High Availability
Auto Scaling
Robust system architectures always include some kind of auto-scaler. Essentially the service will add more instances or replicas when the load on the system increases, and may remove instances when the load drops.
There are several kinds of auto-scaling available:
- Virtual Machine, node auto-scaling. For example, Amazon Auto-Scaling Groups (ASGs)
- In Kubernetes, Horizontal Pod Autoscalers (HPA) can scale based on CPU or memory
- Cluster autoscalers in Kubernetes can scale up the entire cluster.
Replication
If your service is mission critical, then there should be more than one replica of the service. Ideally it should be stateless, so new replicas can come and go safely without needing to re-shard data. Prefer to use well established data storage software for your state, like Redis, Postgres, DynamoDB, MongoDB, Cassandra, etc.
Multi-Region
Cloud services tend to be split into regions, each region is far enough from other regions that it should not be impacted by world events happening in one of them. They tend to be countries or states apart, with hundreds of miles between them. For example, if an earthquake brought down a west region, the east region is probably unaffected, and will continue functioning.

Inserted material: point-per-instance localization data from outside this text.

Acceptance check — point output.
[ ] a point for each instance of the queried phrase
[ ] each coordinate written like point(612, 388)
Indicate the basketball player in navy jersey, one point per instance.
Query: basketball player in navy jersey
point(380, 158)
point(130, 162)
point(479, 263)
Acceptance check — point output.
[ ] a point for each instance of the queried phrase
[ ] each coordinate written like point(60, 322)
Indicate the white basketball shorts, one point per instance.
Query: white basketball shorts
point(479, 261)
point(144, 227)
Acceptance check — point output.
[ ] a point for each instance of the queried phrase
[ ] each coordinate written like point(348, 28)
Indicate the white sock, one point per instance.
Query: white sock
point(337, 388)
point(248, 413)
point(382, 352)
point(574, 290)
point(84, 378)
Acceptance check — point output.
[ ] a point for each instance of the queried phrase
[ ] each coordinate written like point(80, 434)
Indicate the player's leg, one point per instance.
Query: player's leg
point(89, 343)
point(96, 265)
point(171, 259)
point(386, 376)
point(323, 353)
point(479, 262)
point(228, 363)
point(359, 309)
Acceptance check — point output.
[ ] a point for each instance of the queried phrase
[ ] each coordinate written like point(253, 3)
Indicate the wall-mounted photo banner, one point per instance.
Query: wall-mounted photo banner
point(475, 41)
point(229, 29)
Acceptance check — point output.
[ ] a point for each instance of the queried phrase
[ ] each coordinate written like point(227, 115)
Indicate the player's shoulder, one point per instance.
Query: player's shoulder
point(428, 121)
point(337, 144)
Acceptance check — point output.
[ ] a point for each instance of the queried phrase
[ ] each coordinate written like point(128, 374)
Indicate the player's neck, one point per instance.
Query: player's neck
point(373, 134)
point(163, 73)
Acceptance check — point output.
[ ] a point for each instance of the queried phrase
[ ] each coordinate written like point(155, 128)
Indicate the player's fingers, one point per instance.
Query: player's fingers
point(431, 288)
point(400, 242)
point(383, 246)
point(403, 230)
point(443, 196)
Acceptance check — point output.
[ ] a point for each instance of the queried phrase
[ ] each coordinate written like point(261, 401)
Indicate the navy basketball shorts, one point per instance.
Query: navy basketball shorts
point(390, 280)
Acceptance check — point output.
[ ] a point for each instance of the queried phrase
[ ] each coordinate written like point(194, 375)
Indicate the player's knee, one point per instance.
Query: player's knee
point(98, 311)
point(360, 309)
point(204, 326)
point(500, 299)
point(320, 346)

Availability Zones are within a region, there tends to be several of them. Availability zones are separated enough that they don’t depend on the same power source. Hence a power outage in one is unlikely to also affect another.

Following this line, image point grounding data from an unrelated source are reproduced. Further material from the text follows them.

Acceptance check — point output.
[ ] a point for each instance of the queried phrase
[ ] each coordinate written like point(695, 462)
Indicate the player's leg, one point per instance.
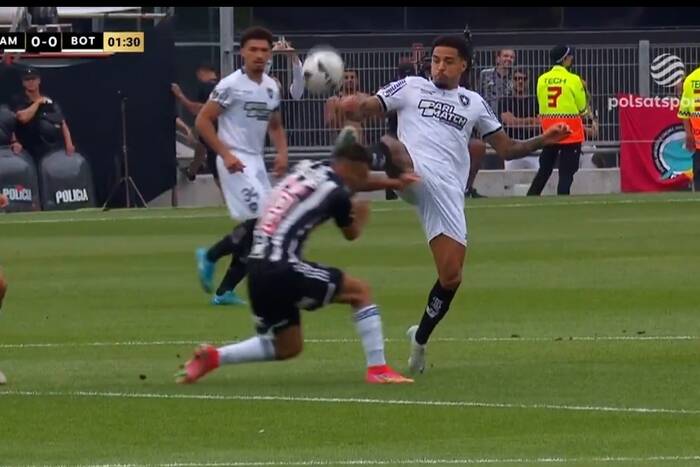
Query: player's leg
point(391, 156)
point(272, 294)
point(3, 287)
point(569, 156)
point(243, 193)
point(241, 240)
point(368, 324)
point(477, 151)
point(547, 159)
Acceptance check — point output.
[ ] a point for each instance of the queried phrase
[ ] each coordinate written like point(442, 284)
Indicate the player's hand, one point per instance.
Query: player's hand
point(233, 164)
point(407, 178)
point(177, 91)
point(280, 167)
point(556, 133)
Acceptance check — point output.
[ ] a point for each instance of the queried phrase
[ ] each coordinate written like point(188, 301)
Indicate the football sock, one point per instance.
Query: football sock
point(368, 323)
point(438, 303)
point(255, 349)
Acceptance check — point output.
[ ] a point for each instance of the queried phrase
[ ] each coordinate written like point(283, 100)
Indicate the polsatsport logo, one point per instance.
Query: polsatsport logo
point(670, 156)
point(667, 70)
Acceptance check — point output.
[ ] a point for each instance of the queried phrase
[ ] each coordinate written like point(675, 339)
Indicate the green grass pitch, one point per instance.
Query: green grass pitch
point(574, 340)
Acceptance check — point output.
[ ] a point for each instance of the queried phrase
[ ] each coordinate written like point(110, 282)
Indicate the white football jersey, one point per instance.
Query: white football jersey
point(246, 106)
point(435, 125)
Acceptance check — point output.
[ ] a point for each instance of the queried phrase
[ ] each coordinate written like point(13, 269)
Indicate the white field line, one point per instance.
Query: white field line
point(417, 461)
point(399, 207)
point(350, 340)
point(350, 400)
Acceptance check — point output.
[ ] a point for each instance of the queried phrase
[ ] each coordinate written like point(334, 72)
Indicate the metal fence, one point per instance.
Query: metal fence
point(607, 70)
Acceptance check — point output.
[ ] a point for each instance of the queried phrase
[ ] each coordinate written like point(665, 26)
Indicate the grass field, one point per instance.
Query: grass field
point(574, 340)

Availability Zones have high bandwidth between them, so the network speed is quite fast. Between regions though, the latency of requests could be significant. It could even make atomic transactions across regions slow enough that they are impractical to use.
Important applications should always be replicated across availability zones. This tends to not be a problem.

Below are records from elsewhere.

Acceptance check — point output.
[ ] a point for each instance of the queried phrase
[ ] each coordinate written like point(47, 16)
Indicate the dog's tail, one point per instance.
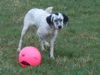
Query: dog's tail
point(49, 9)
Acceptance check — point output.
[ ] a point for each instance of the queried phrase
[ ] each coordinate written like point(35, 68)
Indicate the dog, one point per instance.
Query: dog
point(47, 24)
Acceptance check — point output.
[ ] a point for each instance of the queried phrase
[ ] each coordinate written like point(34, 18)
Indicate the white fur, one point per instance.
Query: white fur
point(37, 17)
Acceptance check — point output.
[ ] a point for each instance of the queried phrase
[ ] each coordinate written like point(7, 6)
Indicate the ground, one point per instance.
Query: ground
point(77, 49)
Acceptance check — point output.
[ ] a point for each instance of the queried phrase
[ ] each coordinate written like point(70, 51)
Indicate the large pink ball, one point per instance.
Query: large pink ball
point(29, 56)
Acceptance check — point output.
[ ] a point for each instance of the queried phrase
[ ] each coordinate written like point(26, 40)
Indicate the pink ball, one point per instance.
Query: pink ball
point(29, 56)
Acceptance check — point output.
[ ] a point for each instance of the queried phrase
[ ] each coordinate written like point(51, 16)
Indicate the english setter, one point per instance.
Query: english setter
point(47, 23)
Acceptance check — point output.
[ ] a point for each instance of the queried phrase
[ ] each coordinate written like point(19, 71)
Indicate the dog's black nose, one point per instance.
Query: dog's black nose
point(59, 27)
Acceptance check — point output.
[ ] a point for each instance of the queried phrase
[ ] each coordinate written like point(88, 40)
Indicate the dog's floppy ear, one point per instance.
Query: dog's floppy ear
point(65, 18)
point(49, 20)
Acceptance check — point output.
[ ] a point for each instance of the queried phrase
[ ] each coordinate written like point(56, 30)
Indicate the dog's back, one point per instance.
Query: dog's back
point(35, 16)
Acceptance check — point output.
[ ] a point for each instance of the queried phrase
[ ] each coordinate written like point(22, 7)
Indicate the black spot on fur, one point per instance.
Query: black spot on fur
point(56, 14)
point(49, 20)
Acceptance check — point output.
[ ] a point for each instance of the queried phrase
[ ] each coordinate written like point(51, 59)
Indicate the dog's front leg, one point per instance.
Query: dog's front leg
point(53, 39)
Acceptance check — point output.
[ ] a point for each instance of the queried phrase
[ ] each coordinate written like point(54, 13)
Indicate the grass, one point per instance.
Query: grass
point(78, 45)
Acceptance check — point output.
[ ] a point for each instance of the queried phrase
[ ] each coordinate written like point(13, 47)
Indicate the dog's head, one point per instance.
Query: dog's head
point(57, 20)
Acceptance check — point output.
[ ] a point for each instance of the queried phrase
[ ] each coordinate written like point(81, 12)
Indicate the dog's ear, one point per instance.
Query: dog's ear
point(65, 19)
point(49, 20)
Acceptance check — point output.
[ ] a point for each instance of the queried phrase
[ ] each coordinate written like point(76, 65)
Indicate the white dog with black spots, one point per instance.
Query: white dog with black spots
point(47, 23)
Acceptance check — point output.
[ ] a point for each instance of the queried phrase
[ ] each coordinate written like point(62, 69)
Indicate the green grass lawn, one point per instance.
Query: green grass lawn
point(77, 48)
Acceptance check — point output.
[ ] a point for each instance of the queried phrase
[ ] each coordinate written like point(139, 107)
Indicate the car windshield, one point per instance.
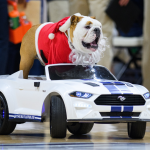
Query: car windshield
point(63, 72)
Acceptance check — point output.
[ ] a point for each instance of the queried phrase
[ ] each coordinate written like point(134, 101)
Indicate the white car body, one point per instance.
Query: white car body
point(29, 99)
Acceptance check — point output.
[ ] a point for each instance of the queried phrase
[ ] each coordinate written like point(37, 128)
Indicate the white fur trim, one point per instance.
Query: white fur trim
point(36, 41)
point(77, 14)
point(51, 36)
point(65, 26)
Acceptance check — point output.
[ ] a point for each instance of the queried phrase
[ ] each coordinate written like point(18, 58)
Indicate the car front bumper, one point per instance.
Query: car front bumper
point(109, 120)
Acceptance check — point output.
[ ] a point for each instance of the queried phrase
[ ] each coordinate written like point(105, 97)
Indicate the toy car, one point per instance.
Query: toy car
point(75, 97)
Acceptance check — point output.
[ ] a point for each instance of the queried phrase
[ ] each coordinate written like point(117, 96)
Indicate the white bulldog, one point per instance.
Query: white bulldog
point(77, 39)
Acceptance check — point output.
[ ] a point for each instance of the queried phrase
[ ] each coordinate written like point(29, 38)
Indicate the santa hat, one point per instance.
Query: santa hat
point(62, 26)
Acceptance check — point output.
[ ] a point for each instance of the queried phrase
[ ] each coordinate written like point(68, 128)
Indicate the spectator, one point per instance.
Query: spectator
point(57, 9)
point(96, 8)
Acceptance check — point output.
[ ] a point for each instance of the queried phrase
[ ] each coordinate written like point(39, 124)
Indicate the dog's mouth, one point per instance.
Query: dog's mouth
point(92, 46)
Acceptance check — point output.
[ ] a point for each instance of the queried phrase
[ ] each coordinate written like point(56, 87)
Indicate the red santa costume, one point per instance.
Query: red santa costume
point(51, 44)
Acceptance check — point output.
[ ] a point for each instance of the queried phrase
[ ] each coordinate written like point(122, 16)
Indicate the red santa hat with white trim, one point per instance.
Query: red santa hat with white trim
point(62, 26)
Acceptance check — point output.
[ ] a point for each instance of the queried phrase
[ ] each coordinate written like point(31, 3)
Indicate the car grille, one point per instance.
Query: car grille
point(113, 100)
point(118, 114)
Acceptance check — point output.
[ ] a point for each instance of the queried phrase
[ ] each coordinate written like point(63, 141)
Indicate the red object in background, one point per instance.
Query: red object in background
point(16, 35)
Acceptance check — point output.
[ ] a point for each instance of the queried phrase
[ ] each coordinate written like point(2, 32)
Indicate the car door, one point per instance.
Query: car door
point(29, 96)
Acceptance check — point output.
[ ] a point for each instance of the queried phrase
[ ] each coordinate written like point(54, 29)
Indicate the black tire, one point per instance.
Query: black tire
point(80, 128)
point(6, 127)
point(136, 130)
point(58, 118)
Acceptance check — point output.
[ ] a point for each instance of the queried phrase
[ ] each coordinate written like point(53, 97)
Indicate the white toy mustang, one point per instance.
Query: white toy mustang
point(75, 97)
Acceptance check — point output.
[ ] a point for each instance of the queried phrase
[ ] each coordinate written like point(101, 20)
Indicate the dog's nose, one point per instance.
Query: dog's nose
point(97, 31)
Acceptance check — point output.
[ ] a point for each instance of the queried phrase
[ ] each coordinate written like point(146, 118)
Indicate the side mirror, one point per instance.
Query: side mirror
point(36, 84)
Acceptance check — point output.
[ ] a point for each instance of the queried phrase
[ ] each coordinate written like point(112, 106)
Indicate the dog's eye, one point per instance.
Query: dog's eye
point(87, 27)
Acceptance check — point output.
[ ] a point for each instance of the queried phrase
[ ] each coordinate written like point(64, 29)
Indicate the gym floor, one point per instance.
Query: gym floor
point(33, 136)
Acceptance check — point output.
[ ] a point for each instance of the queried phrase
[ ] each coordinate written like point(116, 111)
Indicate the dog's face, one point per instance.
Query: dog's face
point(85, 33)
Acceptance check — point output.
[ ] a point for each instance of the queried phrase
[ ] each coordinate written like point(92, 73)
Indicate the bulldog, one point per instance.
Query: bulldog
point(77, 39)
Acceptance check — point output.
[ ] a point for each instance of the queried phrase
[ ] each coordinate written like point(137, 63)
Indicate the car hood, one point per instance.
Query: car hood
point(104, 86)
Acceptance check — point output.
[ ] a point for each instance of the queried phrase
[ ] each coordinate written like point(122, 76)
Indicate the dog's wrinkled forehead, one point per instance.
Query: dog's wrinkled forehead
point(89, 21)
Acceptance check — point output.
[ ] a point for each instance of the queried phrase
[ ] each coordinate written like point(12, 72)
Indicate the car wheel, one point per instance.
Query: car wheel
point(6, 127)
point(80, 128)
point(136, 130)
point(57, 117)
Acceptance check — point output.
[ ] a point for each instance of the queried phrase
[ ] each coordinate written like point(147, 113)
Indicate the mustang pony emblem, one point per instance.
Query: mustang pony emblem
point(121, 98)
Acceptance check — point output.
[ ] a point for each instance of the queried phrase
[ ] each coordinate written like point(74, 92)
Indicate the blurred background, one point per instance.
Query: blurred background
point(125, 23)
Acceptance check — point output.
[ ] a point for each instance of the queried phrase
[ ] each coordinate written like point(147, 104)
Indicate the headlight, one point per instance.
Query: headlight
point(80, 94)
point(147, 95)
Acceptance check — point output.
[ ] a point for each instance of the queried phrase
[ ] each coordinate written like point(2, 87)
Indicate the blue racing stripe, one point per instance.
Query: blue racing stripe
point(115, 117)
point(115, 108)
point(128, 109)
point(124, 89)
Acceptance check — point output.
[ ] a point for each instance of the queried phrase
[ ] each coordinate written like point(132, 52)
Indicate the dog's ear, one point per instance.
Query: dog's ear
point(65, 26)
point(93, 17)
point(75, 19)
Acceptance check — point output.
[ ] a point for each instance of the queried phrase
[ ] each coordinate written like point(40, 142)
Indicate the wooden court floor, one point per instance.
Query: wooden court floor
point(103, 136)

Mission critical applications should also be replicated to more than one region, and that is where things get complicated. There are several patterns to consider.
Active/Passive
One region is on and serving all requests. A different region is on and ready to serve requests, but is not receiving any traffic.
Active/Active
All/both regions are on and serving all requests. Any single request is sent to both regions via mirroring.
Active “and” Active
All/both regions are on and serving at least some requests. Any single request is sent to a single region for processing. The region selected might be based on latency between the host and client.
Synchronization
When services are replicated across regions, a new problem arises: keeping the regions in sync with each other. This tends to be more challenging than it sounds.
As a rule of thumb, there should be only a single source of truth for information. For example, we could use a DynamoDB global table to store state. Only one region would be able to update it though, otherwise the consistency guarantees fall apart.
Along the same lines, your application servers should be stateless, then there is no need to worry about synchronizing their runtime state across regions.